Hello, we are using Oban Pro and are looking at strategies to deal with a throughput problem. Our platform sends text messages. A text job could consist of millions of contacts. Our current process that we inherited uses a workflow and creates multiple Oban jobs per message. Of course that is inefficient, and causes heavy loads on our database, so we have been working on optimizing it.
At a base level, we are using Oban Pro to rate limit the queues and limit global and local concurrency. We also implemented broadway to batch the Oban jobs via AWS SQS. This was fine when we were small, but at scale, this naturally leads to heavy load on the database. Most importantly, we also need to ensure if multiple clients are processing their text jobs at once, each processing or inserting potentially millions of rows, that they are not starving each other of resources.
In addition to optimizing our queries and inserts, we are specifically looking at the strategies of worker chunking to reduce load on the database, and queue/chunk partitioning to ensure multiple campaign concurrency. I think we can use worker chunking to grab a number of jobs from the SQS queue to work on. Does this make sense?

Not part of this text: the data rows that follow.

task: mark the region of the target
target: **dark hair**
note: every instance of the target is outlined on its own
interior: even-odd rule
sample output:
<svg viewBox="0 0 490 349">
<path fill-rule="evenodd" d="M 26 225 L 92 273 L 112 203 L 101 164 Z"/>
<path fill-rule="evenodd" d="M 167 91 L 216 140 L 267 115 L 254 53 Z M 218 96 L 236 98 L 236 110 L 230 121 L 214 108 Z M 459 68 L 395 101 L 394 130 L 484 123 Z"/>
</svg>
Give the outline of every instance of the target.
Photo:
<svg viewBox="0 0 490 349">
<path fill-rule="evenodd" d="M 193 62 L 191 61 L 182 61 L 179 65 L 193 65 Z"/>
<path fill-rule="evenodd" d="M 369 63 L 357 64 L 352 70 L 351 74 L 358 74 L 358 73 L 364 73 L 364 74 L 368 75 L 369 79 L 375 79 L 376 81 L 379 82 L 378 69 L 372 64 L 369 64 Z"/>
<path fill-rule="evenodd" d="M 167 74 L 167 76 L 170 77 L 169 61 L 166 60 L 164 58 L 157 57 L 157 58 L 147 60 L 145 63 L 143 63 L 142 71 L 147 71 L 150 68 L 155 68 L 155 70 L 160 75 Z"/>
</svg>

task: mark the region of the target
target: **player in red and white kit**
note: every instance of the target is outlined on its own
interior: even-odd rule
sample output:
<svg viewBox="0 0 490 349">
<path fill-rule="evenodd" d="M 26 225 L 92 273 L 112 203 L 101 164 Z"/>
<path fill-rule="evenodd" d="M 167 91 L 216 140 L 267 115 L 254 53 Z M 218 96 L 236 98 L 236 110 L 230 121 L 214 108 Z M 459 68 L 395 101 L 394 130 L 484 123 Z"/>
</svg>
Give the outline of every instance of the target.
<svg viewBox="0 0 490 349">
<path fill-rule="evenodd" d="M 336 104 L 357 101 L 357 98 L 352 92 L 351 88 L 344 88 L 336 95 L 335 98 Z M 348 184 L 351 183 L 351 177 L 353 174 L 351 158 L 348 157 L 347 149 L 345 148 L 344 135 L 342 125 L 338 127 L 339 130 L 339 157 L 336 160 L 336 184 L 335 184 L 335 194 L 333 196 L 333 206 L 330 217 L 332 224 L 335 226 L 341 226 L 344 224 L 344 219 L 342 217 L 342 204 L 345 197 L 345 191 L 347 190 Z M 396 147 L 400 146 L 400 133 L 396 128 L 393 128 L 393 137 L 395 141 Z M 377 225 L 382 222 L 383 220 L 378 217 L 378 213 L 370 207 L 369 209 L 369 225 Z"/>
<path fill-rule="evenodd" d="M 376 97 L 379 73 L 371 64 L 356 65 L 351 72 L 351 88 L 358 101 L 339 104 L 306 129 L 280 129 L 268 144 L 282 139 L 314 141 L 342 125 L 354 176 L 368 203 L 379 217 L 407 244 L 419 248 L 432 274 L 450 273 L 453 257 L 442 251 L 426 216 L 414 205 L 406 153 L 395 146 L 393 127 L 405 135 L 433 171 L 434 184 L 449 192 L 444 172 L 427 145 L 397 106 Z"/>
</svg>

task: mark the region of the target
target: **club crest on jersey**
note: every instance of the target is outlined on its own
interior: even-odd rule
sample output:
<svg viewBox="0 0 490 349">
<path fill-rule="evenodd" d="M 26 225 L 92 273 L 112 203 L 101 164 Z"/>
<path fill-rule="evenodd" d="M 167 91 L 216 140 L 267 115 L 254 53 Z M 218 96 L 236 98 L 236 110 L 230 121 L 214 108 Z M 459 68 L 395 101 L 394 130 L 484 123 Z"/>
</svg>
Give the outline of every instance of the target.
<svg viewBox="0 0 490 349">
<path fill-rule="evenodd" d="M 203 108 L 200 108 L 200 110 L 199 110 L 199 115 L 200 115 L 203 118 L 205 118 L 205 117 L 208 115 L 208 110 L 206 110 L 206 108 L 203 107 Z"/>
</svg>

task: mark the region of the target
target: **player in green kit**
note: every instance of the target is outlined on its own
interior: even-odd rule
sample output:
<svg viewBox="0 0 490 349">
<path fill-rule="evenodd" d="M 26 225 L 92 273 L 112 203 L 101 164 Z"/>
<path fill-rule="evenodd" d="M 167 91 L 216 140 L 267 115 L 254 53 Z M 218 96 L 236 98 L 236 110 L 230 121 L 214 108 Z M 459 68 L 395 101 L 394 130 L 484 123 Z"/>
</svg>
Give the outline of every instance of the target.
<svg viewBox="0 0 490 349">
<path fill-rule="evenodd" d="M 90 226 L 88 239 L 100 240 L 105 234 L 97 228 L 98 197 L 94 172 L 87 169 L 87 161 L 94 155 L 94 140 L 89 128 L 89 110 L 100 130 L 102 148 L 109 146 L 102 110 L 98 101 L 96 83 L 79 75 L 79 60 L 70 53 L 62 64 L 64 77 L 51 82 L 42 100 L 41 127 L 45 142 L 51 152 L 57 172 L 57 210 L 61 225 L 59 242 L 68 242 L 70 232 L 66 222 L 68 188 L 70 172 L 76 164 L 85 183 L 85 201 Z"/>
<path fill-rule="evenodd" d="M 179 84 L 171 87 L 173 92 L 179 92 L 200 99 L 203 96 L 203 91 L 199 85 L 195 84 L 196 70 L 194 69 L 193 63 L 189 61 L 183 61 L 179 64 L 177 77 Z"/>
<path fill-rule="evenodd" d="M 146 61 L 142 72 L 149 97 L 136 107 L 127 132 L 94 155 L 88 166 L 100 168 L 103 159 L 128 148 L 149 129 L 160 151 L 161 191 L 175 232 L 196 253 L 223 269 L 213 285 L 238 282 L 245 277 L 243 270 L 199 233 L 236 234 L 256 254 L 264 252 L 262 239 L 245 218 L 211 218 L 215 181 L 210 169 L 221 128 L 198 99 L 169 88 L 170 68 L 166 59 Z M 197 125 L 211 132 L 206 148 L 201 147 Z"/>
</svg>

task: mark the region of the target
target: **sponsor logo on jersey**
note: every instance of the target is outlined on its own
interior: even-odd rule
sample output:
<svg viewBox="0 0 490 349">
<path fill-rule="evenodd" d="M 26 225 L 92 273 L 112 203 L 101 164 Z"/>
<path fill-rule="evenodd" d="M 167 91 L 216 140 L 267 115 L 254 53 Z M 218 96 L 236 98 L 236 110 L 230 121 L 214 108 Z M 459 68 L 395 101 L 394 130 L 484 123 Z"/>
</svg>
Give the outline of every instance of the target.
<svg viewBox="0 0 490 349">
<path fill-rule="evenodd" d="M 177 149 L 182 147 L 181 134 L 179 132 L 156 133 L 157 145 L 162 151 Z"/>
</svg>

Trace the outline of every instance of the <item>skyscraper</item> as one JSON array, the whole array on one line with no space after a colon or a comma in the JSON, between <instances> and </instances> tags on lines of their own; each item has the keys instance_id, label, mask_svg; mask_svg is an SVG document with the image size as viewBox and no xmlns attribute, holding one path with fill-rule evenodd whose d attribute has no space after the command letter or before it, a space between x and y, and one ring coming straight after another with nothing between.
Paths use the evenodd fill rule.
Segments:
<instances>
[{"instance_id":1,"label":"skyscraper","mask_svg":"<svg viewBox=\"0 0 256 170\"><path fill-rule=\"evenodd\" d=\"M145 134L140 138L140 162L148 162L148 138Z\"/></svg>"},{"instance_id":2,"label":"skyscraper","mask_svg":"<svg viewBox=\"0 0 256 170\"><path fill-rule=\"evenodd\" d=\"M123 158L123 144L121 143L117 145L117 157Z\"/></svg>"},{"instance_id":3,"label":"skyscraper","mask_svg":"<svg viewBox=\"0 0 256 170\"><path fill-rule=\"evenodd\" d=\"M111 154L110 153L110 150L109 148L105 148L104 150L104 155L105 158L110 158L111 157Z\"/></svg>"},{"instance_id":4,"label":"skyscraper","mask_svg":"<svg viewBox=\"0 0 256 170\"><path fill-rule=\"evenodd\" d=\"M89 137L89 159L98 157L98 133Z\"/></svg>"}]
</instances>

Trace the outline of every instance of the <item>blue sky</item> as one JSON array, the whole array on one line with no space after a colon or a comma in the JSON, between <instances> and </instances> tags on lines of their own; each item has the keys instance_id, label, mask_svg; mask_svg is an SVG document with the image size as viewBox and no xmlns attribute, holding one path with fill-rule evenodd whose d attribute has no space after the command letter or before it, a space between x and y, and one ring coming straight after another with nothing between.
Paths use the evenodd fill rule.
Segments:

Are there any other strategies we can use to increase our concurrency and prevent resource starvation and database load? Also the docs on chunking and chunk/queue partitioning are informative but sparse. Is there another resource I can look at to get a better idea how to properly implement these strategies?
1 Like
Yes, it makes complete sense. The best way to scale ingestion/event handling is with chunking in a worker.
Using bulk inserts, preferably without uniqueness, and then using a chunk worker is a great place to start.
There’s a more concrete example of using a chunk worker in the old composing jobs with pro article. We’re in the process of updating it and converting it into a guide, but that’s not ready yet.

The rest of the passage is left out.